We live in a society that if your going to accomplish something great, it has to be done on your own. Like somehow accomplishments shouldn’t be celebrated unless you did it yourself. Our culture tells us it’s every person for themselves, pick yourself back up, and you just have to work harder. That just isn’t biblical.

Biblical examples:

We can see many examples in scripture that point to how coaching was the norm.

  • Coaching recognizes that God uses people differently.  God doesn’t have a one-size-fits-all mold that he uses for his people. What one person is called to do isn’t often the same as what another person’s calling is: “As Jesus was getting into the boat, the man who had been demon-possessed begged to go with him. Jesus did not let him, but said, ‘Go home to your own people and tell them how much the Lord has done for you, and how he has had mercy on you.’” (Mark 5:18-19)

  • Coaching provides a way of contextualizing the gospel for your community. We weren’t designed to serve alone. We need others to be a sounding board and bounce ideas off one another. “And let us consider how we may spur one another on toward love and good deeds, not giving up meeting together, as some are in the habit of doing, but encouraging one another—and all the more as you see the Day approaching” (Hebrews 10:24-25). 

  • Coaching moves people toward maturity and offers accountability.  Instead of simply telling people what to do, coaching helps people mature in their gifts.
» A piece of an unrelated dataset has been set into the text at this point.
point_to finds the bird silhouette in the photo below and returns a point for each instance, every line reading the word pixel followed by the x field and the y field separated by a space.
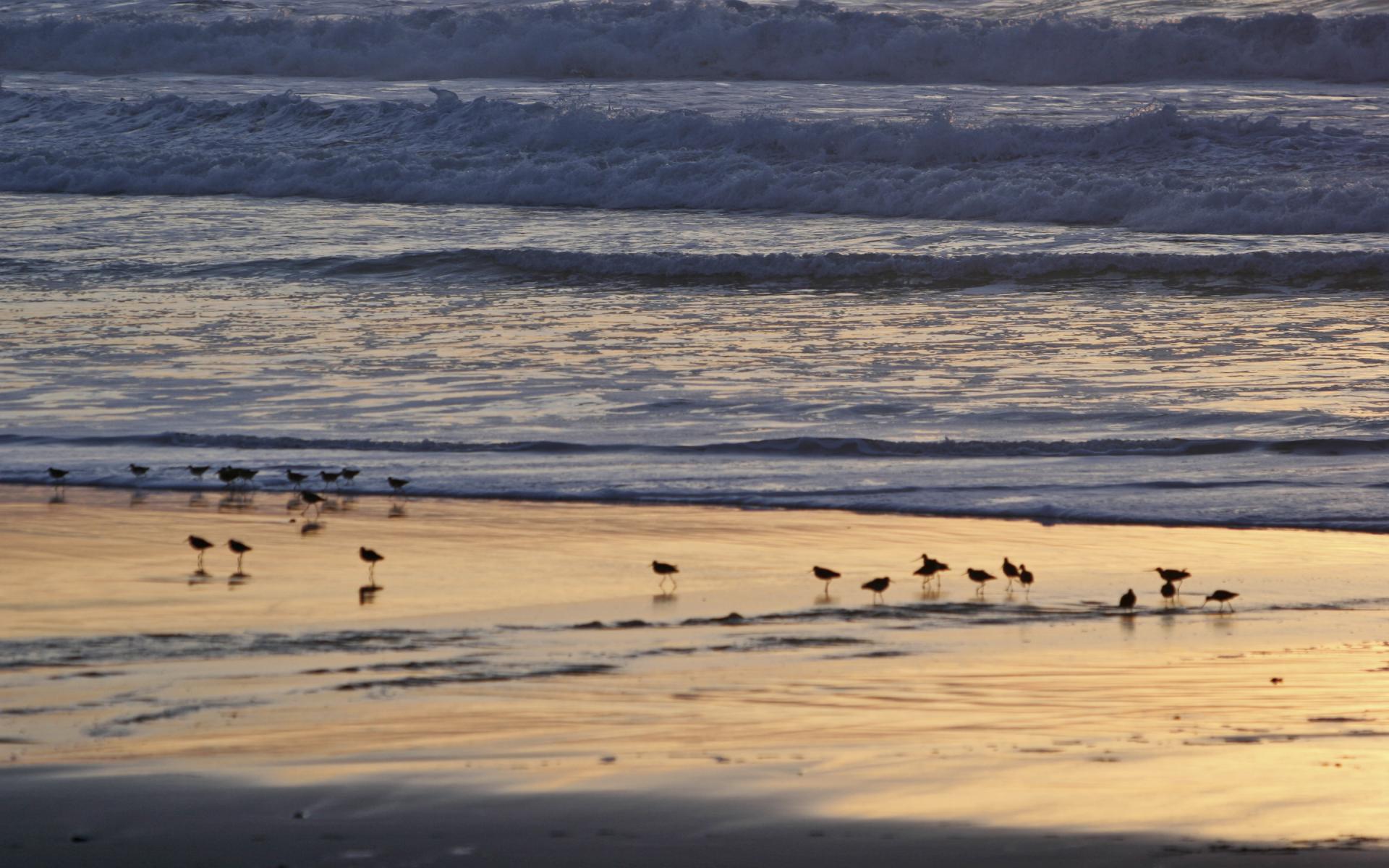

This promotes growth in responsibility and in leadership. Coaching provides the accountability for people to move forward into what they have decided to do. “As iron sharpens iron, so one person sharpens another” (Proverbs 27:17). Coaching is a focused relationship that helps people continue to move forward. 

  • Coaching parallels the method of Jesus.  Jesus listened and asked questions in the context of relationships, allowing them to draw their own conclusions and allowing them to decide how to act:  “When Jesus came to the region of Caesarea Philippi, he asked his disciples, ‘Who do people say the Son of Man is?’ They replied, ‘Some say John the Baptist; others say Elijah; and still others, Jeremiah or one of the prophets.’ ‘But what about you?’ he asked. ‘Who do you say I am?’  Simon Peter answered, ‘You are the Messiah, the Son of the living God’” (Matt. 16:13-16).  

Now these aren’t the only things people can draw from scripture, but it offers good insight on what coaching can offer.

Leaders are not superheroes, and we should never get down on ourselves if we are not like other leaders we know. What coaching does is help strengthen in the ways where we find ourselves the weakest. It’s about coming alongside and empowering for wherever God is leading. Coaching is not telling you what to do, it’s helping you follow God’s call with confidence.

Coaching often seems like a foreign concept, but coaching leaders is much like a sports arena. Through strategy, walking through ideas, and encouragement coaching all around is to support what the coachee is doing and striving to see them thrive.